Norwegian novelist Jacobsen folds a quietly powerful coming-of-age story into a rendition of daily life on one of Norway’s rural islands a hundred years ago in a novel that was shortlisted for the 2017 Man Booker International Prize.
Ingrid Barrøy, her father, Hans, mother, Maria, grandfather Martin, and slightly addled aunt Barbro are the owners and sole inhabitants of Barrøy Island, one of numerous small family-owned islands in an area of Norway barely touched by the outside world. The novel follows Ingrid from age 3 through a carefree early childhood of endless small chores, simple pleasures, and unquestioned familial love into her more ambivalent adolescence attending school off the island and becoming aware of the outside world, then finally into young womanhood when she must make difficult choices. Readers will share Ingrid’s adoration of her father, whose sense of responsibility conflicts with his romantic nature. He adores Maria, despite what he calls her “la-di-da” ways, and is devoted to Ingrid.

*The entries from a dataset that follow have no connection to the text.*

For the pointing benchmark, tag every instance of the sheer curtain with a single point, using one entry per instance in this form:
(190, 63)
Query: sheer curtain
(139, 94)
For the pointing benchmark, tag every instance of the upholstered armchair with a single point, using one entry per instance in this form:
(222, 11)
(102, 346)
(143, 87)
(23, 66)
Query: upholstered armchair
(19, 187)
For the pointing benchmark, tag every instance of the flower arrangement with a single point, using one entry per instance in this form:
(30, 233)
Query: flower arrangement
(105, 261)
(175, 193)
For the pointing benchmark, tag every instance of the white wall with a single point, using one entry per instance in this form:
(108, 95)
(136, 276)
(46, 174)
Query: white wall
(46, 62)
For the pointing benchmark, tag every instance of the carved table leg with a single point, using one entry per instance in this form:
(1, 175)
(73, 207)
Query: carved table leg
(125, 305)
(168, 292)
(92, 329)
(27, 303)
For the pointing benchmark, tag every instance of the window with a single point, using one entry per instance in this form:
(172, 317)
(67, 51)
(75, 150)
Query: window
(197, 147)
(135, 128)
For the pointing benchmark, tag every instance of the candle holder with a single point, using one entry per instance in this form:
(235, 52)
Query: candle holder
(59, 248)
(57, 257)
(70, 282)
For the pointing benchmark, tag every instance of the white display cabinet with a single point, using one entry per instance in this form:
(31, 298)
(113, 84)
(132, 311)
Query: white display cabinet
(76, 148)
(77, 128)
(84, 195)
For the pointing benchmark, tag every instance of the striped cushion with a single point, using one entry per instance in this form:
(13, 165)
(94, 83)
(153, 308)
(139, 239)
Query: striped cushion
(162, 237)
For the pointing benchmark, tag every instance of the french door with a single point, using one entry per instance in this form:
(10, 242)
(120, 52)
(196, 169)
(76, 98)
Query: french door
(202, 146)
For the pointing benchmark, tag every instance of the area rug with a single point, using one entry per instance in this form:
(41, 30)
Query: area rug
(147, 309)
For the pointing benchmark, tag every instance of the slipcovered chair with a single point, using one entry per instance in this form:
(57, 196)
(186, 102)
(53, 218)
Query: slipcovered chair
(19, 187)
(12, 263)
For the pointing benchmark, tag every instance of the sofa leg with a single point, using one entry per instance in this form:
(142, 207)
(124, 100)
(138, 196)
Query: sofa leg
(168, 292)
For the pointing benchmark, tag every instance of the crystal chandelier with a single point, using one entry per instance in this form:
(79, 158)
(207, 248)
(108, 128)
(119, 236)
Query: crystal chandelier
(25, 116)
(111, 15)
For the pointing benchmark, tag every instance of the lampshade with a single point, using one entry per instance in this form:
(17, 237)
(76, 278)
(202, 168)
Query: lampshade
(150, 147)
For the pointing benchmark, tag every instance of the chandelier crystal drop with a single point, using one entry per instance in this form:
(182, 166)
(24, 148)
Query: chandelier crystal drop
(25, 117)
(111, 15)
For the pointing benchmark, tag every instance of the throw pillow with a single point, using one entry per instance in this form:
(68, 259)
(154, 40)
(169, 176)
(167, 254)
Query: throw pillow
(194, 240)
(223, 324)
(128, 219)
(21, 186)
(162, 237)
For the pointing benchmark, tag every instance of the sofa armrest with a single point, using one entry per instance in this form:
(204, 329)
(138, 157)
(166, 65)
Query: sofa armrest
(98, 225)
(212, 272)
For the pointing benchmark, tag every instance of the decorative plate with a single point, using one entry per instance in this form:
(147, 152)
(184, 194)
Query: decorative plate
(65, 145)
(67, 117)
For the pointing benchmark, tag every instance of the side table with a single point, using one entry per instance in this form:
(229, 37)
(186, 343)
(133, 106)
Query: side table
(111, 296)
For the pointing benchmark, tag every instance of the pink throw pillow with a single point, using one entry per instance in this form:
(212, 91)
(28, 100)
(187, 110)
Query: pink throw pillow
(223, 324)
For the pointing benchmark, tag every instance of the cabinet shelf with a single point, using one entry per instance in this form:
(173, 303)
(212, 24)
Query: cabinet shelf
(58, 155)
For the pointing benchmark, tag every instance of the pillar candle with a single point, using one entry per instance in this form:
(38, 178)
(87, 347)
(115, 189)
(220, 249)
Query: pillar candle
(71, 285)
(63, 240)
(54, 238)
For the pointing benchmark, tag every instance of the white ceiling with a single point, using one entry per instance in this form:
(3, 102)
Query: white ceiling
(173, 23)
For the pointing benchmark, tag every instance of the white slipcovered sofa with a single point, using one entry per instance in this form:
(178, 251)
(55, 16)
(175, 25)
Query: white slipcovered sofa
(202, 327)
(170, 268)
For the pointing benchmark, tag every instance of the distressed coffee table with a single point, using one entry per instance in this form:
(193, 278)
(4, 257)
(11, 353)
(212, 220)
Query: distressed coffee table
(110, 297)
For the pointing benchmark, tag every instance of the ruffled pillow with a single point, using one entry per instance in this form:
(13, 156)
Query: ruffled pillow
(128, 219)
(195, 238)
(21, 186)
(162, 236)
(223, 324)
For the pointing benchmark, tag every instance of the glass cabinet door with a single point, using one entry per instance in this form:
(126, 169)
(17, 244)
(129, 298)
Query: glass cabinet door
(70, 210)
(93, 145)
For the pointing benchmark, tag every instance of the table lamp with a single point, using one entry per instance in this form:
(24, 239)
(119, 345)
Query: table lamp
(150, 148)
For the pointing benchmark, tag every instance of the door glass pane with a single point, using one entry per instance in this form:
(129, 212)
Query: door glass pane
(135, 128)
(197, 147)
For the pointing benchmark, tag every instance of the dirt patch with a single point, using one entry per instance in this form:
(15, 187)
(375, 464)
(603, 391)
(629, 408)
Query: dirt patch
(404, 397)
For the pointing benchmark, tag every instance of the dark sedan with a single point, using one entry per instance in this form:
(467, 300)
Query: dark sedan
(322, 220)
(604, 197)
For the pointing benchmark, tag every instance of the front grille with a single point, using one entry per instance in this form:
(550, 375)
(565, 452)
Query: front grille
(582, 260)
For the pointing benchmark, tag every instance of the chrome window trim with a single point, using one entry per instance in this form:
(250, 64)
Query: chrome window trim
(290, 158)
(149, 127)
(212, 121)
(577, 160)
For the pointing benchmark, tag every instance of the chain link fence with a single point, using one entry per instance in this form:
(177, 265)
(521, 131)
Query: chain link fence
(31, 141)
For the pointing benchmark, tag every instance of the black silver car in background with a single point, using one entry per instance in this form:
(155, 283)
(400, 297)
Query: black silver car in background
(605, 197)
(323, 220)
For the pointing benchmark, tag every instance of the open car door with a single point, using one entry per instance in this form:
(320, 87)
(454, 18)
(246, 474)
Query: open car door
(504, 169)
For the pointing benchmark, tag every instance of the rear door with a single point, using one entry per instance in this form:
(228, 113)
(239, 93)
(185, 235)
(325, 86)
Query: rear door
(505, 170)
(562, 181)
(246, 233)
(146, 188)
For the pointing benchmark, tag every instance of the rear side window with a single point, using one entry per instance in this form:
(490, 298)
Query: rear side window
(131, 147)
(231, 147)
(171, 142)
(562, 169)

Twice he finds work on the mainland for his sister, Barbro, but, afraid she’ll be unhappy, he brings her home both times. Rooted to the land where he farms and tied to the sea where he fishes, Hans struggles to maintain his family’s hardscrabble existence on an island where every repair is a struggle against the elements. But his efforts are Sisyphean. Life as a Barrøy on Barrøy remains precarious. Changes do occur in men’s and women’s roles, reflected in part by who gets a literal chair to sit on at meals, while world crises—a war, Sweden’s financial troubles—have unexpected impact. Yet the drama here occurs in small increments, season by season, following nature’s rhythm through deaths and births, moments of joy and deep sorrow. The translator’s decision to use roughly translated phrases in conversation—i.e., “Tha’s goen’ nohvar” for "You’re going nowhere")—slows the reading down at first but ends up drawing readers more deeply into the world of Barrøy and its prickly, intensely alive inhabitants.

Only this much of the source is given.